We will engage texts from a variety of philosophical traditions, including Black radical thought, Marxism, poststructuralism, psychoanalysis, queer theory, disability theory, feminist theory, and Latin American and Latinx philosophy. We will examine how the forms of oppression analyzed by these thinkers, including white supremacy, classism, ableism, settler colonialism, gender normalization, and heterosexism intersect with one another in order to critically evaluate how helpful various theoretical frameworks are for practices of liberation or freedom today. Through close reading, class discussion, and written projects we will explore, apply, and critically evaluate these philosophical accounts of oppression and liberation with an eye towards our own roles and responsibilities in the contemporary world.

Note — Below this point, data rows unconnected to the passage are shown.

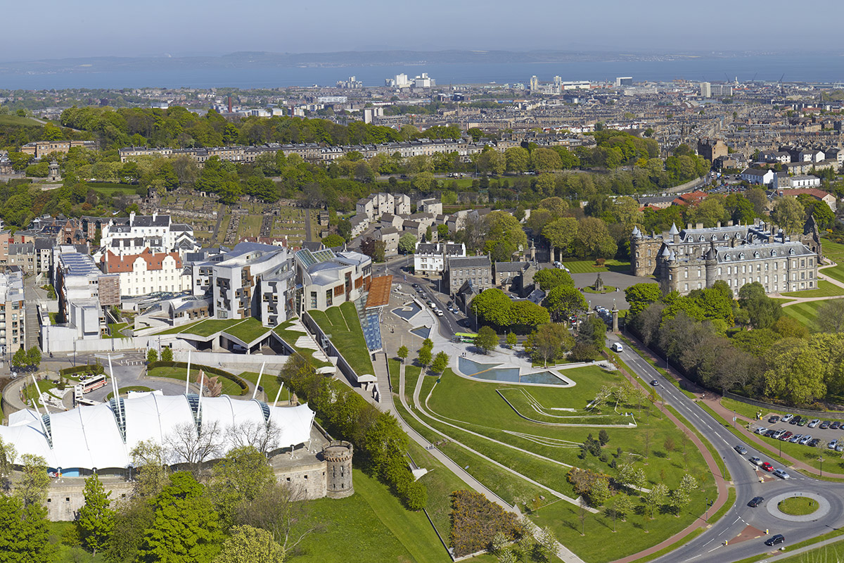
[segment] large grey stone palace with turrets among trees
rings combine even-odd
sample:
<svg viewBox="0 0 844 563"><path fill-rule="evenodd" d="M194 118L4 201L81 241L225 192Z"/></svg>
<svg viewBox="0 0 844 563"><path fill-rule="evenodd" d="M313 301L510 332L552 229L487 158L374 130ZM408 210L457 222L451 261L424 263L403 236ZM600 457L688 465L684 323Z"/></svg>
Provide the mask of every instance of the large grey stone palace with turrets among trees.
<svg viewBox="0 0 844 563"><path fill-rule="evenodd" d="M688 225L662 234L644 235L634 228L630 268L637 276L653 275L663 292L711 287L719 279L734 295L744 284L759 282L766 292L812 290L817 287L820 235L814 218L803 233L789 237L758 219L754 225L703 228Z"/></svg>

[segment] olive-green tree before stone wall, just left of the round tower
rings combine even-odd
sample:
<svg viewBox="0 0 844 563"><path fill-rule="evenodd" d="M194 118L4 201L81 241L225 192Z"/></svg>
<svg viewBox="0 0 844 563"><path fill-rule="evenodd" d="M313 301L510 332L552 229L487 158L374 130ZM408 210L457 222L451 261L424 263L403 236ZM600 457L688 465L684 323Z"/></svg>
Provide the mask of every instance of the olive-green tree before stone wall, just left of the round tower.
<svg viewBox="0 0 844 563"><path fill-rule="evenodd" d="M255 447L238 447L214 464L208 495L223 522L231 523L239 503L254 501L273 483L267 457Z"/></svg>

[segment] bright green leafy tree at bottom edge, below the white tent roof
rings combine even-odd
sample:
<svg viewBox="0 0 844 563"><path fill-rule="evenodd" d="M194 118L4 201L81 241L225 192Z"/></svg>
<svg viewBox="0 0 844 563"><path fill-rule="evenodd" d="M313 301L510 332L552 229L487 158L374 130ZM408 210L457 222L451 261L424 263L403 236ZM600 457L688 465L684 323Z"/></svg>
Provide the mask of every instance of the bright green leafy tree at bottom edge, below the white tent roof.
<svg viewBox="0 0 844 563"><path fill-rule="evenodd" d="M155 497L153 525L143 536L139 561L206 563L219 554L225 535L204 487L191 474L177 472Z"/></svg>

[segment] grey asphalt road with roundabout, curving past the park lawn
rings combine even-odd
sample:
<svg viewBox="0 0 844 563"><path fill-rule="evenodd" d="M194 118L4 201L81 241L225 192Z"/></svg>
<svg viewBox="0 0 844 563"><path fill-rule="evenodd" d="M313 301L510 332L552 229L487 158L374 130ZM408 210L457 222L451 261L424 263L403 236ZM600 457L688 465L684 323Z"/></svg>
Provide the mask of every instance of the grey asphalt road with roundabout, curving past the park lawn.
<svg viewBox="0 0 844 563"><path fill-rule="evenodd" d="M610 343L617 341L619 341L618 338L614 336L609 338ZM791 468L788 468L787 471L793 479L781 480L775 477L773 480L760 483L761 475L771 476L771 474L761 470L757 471L755 466L749 463L748 458L759 456L763 461L768 460L769 458L764 453L734 436L730 430L713 419L673 383L668 382L646 360L631 350L627 344L624 345L624 351L619 356L643 382L650 384L653 380L657 380L657 392L665 399L665 402L677 409L679 414L682 414L715 447L718 455L722 457L727 466L733 479L731 483L736 490L735 505L711 528L688 544L675 549L668 555L663 555L655 561L661 563L674 563L676 561L726 563L752 555L764 555L776 551L776 548L764 544L765 537L724 545L725 540L728 542L733 540L747 526L762 531L768 529L771 534L782 533L786 537L786 545L796 544L844 526L844 501L842 501L844 484L811 479L803 474L798 474ZM733 450L733 447L738 444L747 449L746 454L739 455L738 452ZM778 467L779 463L774 463L774 466ZM777 495L792 493L809 493L822 496L830 503L829 512L821 517L820 521L792 522L776 517L768 510L766 506L768 500ZM765 497L766 503L757 508L750 508L747 503L755 496Z"/></svg>

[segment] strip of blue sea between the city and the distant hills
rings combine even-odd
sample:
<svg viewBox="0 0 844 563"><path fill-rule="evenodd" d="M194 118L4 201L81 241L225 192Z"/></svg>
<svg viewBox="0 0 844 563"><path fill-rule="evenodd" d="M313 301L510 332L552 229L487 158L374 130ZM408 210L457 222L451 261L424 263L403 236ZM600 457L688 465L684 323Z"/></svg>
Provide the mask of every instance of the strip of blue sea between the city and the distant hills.
<svg viewBox="0 0 844 563"><path fill-rule="evenodd" d="M309 68L187 68L182 70L85 70L67 73L2 73L0 89L66 88L284 88L333 86L354 76L365 86L382 86L385 78L406 73L413 78L428 73L438 86L449 84L527 84L536 75L540 82L555 76L563 80L613 81L631 76L635 82L674 79L710 82L771 81L844 83L844 57L755 55L750 57L696 57L630 62L506 62L436 63L395 66L342 66Z"/></svg>

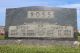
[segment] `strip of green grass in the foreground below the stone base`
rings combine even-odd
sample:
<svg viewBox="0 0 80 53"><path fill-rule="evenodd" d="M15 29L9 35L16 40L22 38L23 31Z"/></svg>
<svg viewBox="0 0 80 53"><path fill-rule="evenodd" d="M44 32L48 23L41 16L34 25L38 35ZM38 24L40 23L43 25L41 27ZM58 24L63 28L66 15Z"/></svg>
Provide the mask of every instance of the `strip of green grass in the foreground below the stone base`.
<svg viewBox="0 0 80 53"><path fill-rule="evenodd" d="M1 45L0 53L80 53L80 47Z"/></svg>

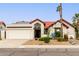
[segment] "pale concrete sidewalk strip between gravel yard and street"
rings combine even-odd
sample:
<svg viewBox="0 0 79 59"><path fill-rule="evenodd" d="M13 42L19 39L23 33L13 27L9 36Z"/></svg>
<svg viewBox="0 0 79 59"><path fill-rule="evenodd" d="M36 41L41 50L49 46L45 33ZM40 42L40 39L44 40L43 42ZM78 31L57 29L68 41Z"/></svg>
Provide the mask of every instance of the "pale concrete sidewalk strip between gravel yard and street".
<svg viewBox="0 0 79 59"><path fill-rule="evenodd" d="M20 45L17 48L79 48L79 45Z"/></svg>

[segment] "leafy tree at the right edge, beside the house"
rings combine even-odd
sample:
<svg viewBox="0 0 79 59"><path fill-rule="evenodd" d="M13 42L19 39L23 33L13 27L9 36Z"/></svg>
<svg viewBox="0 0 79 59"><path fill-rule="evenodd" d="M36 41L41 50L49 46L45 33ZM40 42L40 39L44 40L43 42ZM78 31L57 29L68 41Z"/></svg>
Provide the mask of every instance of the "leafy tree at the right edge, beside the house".
<svg viewBox="0 0 79 59"><path fill-rule="evenodd" d="M78 38L79 36L79 13L76 13L73 16L73 26L75 27L75 31L76 31L76 38Z"/></svg>

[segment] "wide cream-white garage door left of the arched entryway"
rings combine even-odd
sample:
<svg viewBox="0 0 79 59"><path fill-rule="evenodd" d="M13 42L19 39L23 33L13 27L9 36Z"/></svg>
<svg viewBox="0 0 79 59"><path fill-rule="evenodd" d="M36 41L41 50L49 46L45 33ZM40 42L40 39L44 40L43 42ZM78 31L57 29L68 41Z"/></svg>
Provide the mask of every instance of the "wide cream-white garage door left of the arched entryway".
<svg viewBox="0 0 79 59"><path fill-rule="evenodd" d="M32 30L7 30L6 39L33 39Z"/></svg>

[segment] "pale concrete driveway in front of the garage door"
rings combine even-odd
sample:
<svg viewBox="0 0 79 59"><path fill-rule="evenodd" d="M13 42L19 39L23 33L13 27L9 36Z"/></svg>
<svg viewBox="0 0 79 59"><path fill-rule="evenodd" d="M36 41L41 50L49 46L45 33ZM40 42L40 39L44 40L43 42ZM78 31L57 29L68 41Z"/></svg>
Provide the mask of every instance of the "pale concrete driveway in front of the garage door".
<svg viewBox="0 0 79 59"><path fill-rule="evenodd" d="M28 40L0 40L0 48L17 48Z"/></svg>

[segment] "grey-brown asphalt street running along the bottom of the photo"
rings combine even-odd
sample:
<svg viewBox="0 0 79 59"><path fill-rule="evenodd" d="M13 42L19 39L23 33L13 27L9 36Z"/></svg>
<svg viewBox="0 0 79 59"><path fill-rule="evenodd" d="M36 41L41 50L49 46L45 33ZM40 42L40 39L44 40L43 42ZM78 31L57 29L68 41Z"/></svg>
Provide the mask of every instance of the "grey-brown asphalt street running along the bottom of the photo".
<svg viewBox="0 0 79 59"><path fill-rule="evenodd" d="M0 48L0 56L79 56L79 48Z"/></svg>

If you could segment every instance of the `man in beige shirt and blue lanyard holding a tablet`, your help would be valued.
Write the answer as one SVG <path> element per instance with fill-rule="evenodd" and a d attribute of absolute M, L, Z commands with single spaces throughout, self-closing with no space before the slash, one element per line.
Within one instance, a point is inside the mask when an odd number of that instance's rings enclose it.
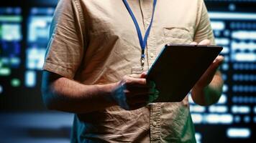
<path fill-rule="evenodd" d="M 137 35 L 150 26 L 142 52 Z M 131 69 L 150 66 L 165 44 L 214 44 L 203 0 L 60 0 L 50 31 L 43 99 L 76 114 L 71 142 L 196 142 L 188 97 L 149 106 L 155 86 Z M 222 61 L 193 87 L 197 104 L 218 101 Z"/>

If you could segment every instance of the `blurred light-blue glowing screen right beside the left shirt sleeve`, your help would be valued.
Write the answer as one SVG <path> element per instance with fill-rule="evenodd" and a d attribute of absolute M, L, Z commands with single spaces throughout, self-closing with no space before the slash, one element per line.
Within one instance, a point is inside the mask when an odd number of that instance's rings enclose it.
<path fill-rule="evenodd" d="M 42 69 L 45 59 L 45 49 L 49 39 L 53 8 L 37 8 L 30 10 L 27 28 L 25 86 L 35 87 L 37 71 Z"/>

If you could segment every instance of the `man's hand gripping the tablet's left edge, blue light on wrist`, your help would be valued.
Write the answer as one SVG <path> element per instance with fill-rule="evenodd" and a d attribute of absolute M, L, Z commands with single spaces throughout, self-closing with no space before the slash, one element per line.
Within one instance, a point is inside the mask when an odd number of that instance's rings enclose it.
<path fill-rule="evenodd" d="M 145 72 L 124 76 L 112 92 L 114 101 L 127 110 L 145 107 L 150 101 L 150 95 L 157 94 L 155 83 L 147 81 L 146 77 Z"/>

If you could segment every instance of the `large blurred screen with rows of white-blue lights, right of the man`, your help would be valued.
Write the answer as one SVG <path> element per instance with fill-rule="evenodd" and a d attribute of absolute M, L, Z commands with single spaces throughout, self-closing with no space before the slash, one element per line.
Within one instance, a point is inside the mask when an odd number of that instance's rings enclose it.
<path fill-rule="evenodd" d="M 209 16 L 216 44 L 224 46 L 221 54 L 225 61 L 220 68 L 224 88 L 219 102 L 210 107 L 198 106 L 190 99 L 196 139 L 252 142 L 256 123 L 256 11 L 209 11 Z"/>

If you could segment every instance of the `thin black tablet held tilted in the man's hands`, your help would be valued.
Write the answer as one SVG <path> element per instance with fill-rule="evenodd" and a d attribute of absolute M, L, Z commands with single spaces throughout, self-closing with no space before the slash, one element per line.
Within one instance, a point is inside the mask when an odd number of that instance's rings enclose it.
<path fill-rule="evenodd" d="M 147 72 L 159 97 L 154 102 L 181 102 L 223 47 L 165 45 Z"/>

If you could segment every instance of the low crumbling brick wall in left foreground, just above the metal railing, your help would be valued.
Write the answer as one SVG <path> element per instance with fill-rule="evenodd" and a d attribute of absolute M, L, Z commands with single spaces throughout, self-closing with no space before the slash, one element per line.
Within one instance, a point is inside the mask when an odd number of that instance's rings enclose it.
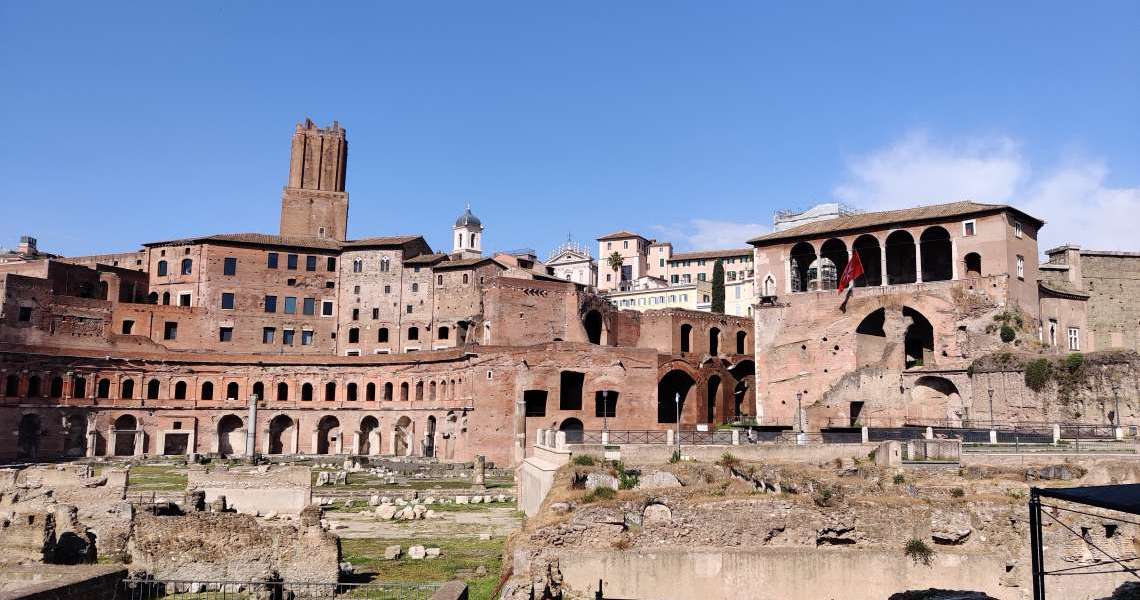
<path fill-rule="evenodd" d="M 340 541 L 319 525 L 249 514 L 136 514 L 131 566 L 156 578 L 335 582 Z"/>

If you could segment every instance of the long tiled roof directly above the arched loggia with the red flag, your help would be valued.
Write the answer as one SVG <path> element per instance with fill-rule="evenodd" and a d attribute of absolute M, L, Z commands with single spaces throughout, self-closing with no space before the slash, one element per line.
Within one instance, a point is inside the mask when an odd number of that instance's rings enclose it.
<path fill-rule="evenodd" d="M 931 204 L 928 206 L 915 206 L 913 209 L 889 210 L 882 212 L 860 212 L 847 217 L 836 217 L 823 221 L 808 222 L 799 227 L 792 227 L 783 232 L 773 232 L 748 241 L 752 245 L 766 245 L 772 242 L 783 242 L 816 237 L 825 234 L 838 234 L 840 232 L 869 229 L 913 221 L 928 221 L 939 219 L 953 219 L 970 214 L 983 214 L 988 212 L 1000 212 L 1009 210 L 1032 220 L 1039 227 L 1044 221 L 1032 217 L 1008 204 L 983 204 L 979 202 L 951 202 L 948 204 Z"/>

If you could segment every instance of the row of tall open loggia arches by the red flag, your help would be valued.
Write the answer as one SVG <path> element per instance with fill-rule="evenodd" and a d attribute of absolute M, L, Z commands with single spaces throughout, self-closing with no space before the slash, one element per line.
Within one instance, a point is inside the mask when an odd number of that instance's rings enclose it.
<path fill-rule="evenodd" d="M 853 253 L 858 253 L 863 275 L 855 286 L 895 285 L 917 282 L 939 282 L 958 277 L 954 244 L 945 227 L 935 225 L 919 234 L 919 240 L 898 229 L 879 238 L 864 234 L 848 249 L 842 240 L 831 238 L 819 248 L 808 242 L 792 246 L 789 256 L 789 291 L 815 292 L 836 290 L 839 277 Z M 982 256 L 970 252 L 962 258 L 968 276 L 980 276 Z M 774 279 L 764 282 L 763 295 L 775 295 Z"/>

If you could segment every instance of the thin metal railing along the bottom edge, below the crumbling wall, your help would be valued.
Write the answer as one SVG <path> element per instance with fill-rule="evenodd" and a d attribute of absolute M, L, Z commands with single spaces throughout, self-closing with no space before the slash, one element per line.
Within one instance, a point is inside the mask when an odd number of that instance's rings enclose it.
<path fill-rule="evenodd" d="M 439 583 L 321 583 L 202 579 L 123 579 L 123 600 L 426 600 Z"/>

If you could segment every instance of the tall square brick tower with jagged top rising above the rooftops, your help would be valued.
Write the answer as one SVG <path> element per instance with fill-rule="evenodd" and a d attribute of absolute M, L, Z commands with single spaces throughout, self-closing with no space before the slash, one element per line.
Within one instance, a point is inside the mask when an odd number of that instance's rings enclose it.
<path fill-rule="evenodd" d="M 296 125 L 288 184 L 282 196 L 282 235 L 343 242 L 348 235 L 349 195 L 344 172 L 349 143 L 336 121 L 319 128 L 312 120 Z"/>

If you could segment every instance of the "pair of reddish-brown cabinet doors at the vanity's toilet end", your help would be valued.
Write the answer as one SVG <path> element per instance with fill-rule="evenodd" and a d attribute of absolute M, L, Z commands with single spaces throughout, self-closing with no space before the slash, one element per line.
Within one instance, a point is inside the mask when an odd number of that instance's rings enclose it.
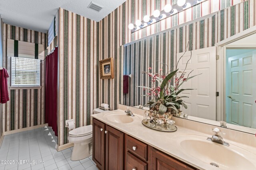
<path fill-rule="evenodd" d="M 100 170 L 122 170 L 124 133 L 92 119 L 92 160 Z"/>

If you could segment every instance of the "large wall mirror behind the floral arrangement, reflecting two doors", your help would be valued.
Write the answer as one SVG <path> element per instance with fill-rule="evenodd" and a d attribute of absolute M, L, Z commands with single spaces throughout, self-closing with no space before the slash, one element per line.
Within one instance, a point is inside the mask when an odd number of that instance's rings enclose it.
<path fill-rule="evenodd" d="M 183 27 L 188 32 L 182 36 L 181 27 L 177 27 L 121 47 L 126 78 L 120 104 L 146 106 L 151 97 L 139 86 L 151 86 L 152 77 L 147 72 L 167 73 L 180 59 L 177 64 L 179 70 L 193 70 L 190 76 L 200 74 L 180 87 L 194 89 L 181 93 L 181 96 L 188 97 L 184 98 L 187 109 L 181 106 L 188 119 L 216 126 L 225 121 L 229 129 L 255 134 L 255 26 L 212 43 L 210 36 L 207 40 L 200 36 L 191 37 L 190 25 Z M 200 41 L 208 42 L 206 45 Z"/>

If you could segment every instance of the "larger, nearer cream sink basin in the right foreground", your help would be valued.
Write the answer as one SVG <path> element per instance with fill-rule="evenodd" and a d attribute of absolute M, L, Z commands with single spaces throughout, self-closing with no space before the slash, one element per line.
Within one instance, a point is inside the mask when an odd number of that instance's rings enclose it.
<path fill-rule="evenodd" d="M 200 135 L 177 135 L 177 144 L 190 156 L 205 162 L 217 164 L 219 169 L 255 170 L 256 155 L 248 150 L 230 144 L 229 147 L 207 141 Z"/>

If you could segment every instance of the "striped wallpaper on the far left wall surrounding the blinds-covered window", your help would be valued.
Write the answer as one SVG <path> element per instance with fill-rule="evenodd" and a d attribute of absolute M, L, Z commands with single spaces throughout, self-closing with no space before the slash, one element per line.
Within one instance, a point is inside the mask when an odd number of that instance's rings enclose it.
<path fill-rule="evenodd" d="M 3 25 L 3 67 L 10 76 L 10 57 L 7 57 L 7 39 L 47 44 L 46 34 L 12 25 Z M 44 61 L 41 63 L 41 89 L 9 89 L 10 101 L 2 105 L 3 131 L 44 124 Z M 8 78 L 10 86 L 10 78 Z"/>

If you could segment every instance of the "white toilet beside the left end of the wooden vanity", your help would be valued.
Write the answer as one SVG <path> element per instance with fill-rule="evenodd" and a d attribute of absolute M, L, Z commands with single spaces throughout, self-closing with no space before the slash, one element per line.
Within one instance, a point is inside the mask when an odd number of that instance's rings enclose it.
<path fill-rule="evenodd" d="M 93 113 L 105 112 L 101 109 L 94 109 Z M 92 125 L 78 127 L 73 129 L 74 120 L 66 120 L 68 127 L 68 141 L 74 143 L 74 148 L 71 155 L 71 160 L 81 160 L 92 155 Z M 71 127 L 71 128 L 70 128 Z M 73 129 L 73 130 L 72 130 Z"/>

PHIL 4370 – Philosophy of Mind
3:45-5:50 T, Th

This class will focus on contemporary work on the metaphysics of mind, free will, and personal identity.  Are our thoughts and feelings purely physical phenomena, as materialists believe?  Or do they somehow transcend the physical?  Are our choices and actions truly free?  Must they be if we are to be morally responsible?  And what is the nature of the self?  Are we entirely constituted by our memories and experiences?  Do we even possess a ‘true self’ or is this merely a social fiction?  We will consider a variety of sometimes surprising responses to these and similar questions.  

We will begin by considering contemporary responses to the mind-body problem.  We’ll start by considering substance dualism—the view that the mind is an immaterial substance capable of independent existence.  We will consider a variety of problems with this view and consider a variety of alternatives, which will include a number of different forms of materialism, as well as a number of different forms of dualism.  We will even consider a surprisingly compelling argument for panpsychism—the view that all of nature has at least some rudimentary level of consciousness.  We’ll next consider contemporary work in the free will debate.  Many philosophers believe that our actions are both free and causally determined.  We’ll consider the merits of this position, as well as important objections to it.  We’ll also consider whether free will is necessary for moral responsibility.  Some believe that it is, arguing that if our wills are not free moral nihilism is the inevitable result.  Others, however, believe that we can be responsible even if we are not free.  We’ll consider some compelling evidence for this counterintuitive position.  Finally, we will consider whether and to what extent we possess selves that remain identical over time.  Are we the same person from birth until death?  Are we even the same person from one moment to the next?  If so, what allows for this identity over time given that we are constantly changing?  We will consider a variety of responses to these challenging questions.       

PHIL 4850 – Major Figure: Hannah Arendt
10:15-12:20 T, Th

This course is devoted to the philosophy and political thought of Hannah Arendt, one of the most important thinkers of the 20th century. Arendt’s writings on power, violence and the moral dimensions of the totalitarian state–made famous in part with her coinage of “the banality of evil” in her book Eichmann in Jerusalem –brought her into public prominence in the 1950s and 60s in America and abroad. Her philosophical project is devoted to the recovery of what she calls “the public sphere”—the space of freedom (in relation to others) and of “action,” which is essential for human flourishing. She identifies this flourishing with “natality”—the ability of humans to make new beginnings.

This course will begin with a focus on her highly influential philosophical works, The Human Condition and The Life of the Mind, the latter published posthumously from her lectures at the New School for Social Research in New York. The second half of the course will focus on her political writings, which include her essays on freedom, authority and truth in politics.

Required texts:

Arendt, The Human Condition, 2nd ed. (University of Chicago Press)

Arendt, Between Past & Future (Penguin/Random House)

Arendt, Responsibility & Judgment (Schocken)

Arendt, The Promise of Politics (Schocken)

Arendt, The Crisis of the Republic (Ingram Book Co.)